Masternak nigdy nie był porywającym pięściarzem, jednak w porównaniu do Diablo jest szołmenem z najwyższej półki (choć muszę przyznać, że kilka ostatnich walk Włodara mi się podobało ze względu na dramatugię, ale to głównie zasługa jego przeciwników - nawet nie chcę sobie wyobrażać walki Diablo vs. przeciwnik o podobnym stylu boksowania). Master ma wszystko co potrzebne do pokonania Włodarczyka, a moim zdaniem największą jego zaletą jest właśnie trener Gmitruk, który nie pozwoliłby boksować na wyniszczenie przeciwko Włodarowi tylko by spokojnie wypunktowali przeciwnika nie podejmując ryzyka.
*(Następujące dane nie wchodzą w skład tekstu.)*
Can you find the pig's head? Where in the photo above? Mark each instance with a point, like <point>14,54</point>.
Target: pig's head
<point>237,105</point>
Tak właśnie widzę walkę najlepszych polskich cruiserów.
Włodar pięściarsko moim zdaniem nie rozwija się, a nawet jeżeli to są to minimalne postępy. Jego taktyka, sposób boksowania, aktywność w ringu jest podporządkowana jedynie pod siłę jego ciosu, jest pięściarzem mało elastycznym i powtarzalnym (chociaż skoro taktyka działa to po co ją zmieniać). Dziwię się, że do tej pory większość jego przeciwników próbuje mu urwać głowę zamiast spokojnie go punktować.
Może przy walce Masternak - Włodarczyk Wasyl w końcu wyszedłby na swoje z PPV - fajnie gdyby do tej walki doszło.